The existence of the mechanism of articulatory suppression has been confirmed in a series of experimental studies by Padilla et al. (1995) and Bajo et al. (2000) who have found that interpreters’ recall and comprehension have been superior to those of student interpreters and non-interpreters (Bajo et al. 2000: 132). It has been suggested that this superiority might be related to the assumption that interpreters use the capacity of their working memory more efficiently because they are less affected by the disruptive effect of the mechanism of articulatory suppression. Interpreters’ recurrent exposure to simultaneous listening and speaking could be an ideal exercise on working memory, which explains the decrease of the disruptive effect of the articulatory suppression mechanism (ibid: 140f).
2.2.2.1.4.2 Long-term memory (LTM) and interpreting
According to Darò (1997: 626), reduced LTM abilities (to recall previously translated material) in interpreters may be attributed to two factors. The first is the need to divide attention between the complex and simultaneous tasks. This need for attention-sharing intervenes in the work of the central executive of the working memory in that its capacity becomes overloaded when trying to achieve all these tasks. The second is an unconscious strategy developed by interpreters to control superfluous material since most of the information that interpreters deal with may not be relevant to their personal life.

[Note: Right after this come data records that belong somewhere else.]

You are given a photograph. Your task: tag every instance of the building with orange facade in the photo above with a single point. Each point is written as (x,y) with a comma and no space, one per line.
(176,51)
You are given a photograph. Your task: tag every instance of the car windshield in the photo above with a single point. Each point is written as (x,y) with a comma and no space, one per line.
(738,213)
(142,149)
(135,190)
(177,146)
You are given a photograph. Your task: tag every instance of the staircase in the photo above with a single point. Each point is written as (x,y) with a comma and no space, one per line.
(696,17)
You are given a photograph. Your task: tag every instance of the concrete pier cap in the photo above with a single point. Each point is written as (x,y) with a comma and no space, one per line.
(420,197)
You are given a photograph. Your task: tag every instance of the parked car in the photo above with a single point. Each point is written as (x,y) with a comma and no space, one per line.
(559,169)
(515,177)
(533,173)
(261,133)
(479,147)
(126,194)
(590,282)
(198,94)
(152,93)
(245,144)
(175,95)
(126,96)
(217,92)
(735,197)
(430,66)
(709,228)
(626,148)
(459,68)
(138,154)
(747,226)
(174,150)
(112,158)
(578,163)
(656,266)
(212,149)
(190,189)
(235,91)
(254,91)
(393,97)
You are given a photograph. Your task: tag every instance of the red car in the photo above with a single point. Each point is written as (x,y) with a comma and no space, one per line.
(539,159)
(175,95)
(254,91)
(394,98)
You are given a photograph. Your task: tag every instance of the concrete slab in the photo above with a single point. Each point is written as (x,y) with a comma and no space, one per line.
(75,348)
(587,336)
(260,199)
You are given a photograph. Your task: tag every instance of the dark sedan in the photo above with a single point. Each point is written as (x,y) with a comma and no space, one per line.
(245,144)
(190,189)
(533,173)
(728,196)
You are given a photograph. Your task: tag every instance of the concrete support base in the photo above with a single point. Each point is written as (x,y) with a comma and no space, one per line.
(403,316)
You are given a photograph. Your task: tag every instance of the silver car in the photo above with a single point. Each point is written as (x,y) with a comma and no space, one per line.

However, Darò (ibid) uses the results of some experimental studies (cf. Spelke et al. 1976; Hirst et al. 1980) which have suggested that complex cognitive tasks requiring attention- sharing improve with training and specific exercises to suggest that implicit skill components such as concurrent listening and speaking as in SI, simultaneous listening and note-taking as in CCI, divided attention, etc. can also be improved by means of implicit exercising of the components of the whole process, a view that is also supported by recent experiments (cf. Padilla et al. 1995 and Bajo et al. 2000).
Darò (ibid: 626f) also suggests that semantic memory in interpreters and encyclopaedic knowledge may increase constantly through repeated exposure and practice, but that implicit (memory) skills are exposed to decay because of ageing, and this is detrimental particularly to interpreters because without these implicit procedural and highly automatised skills, interpreting can hardly be achieved.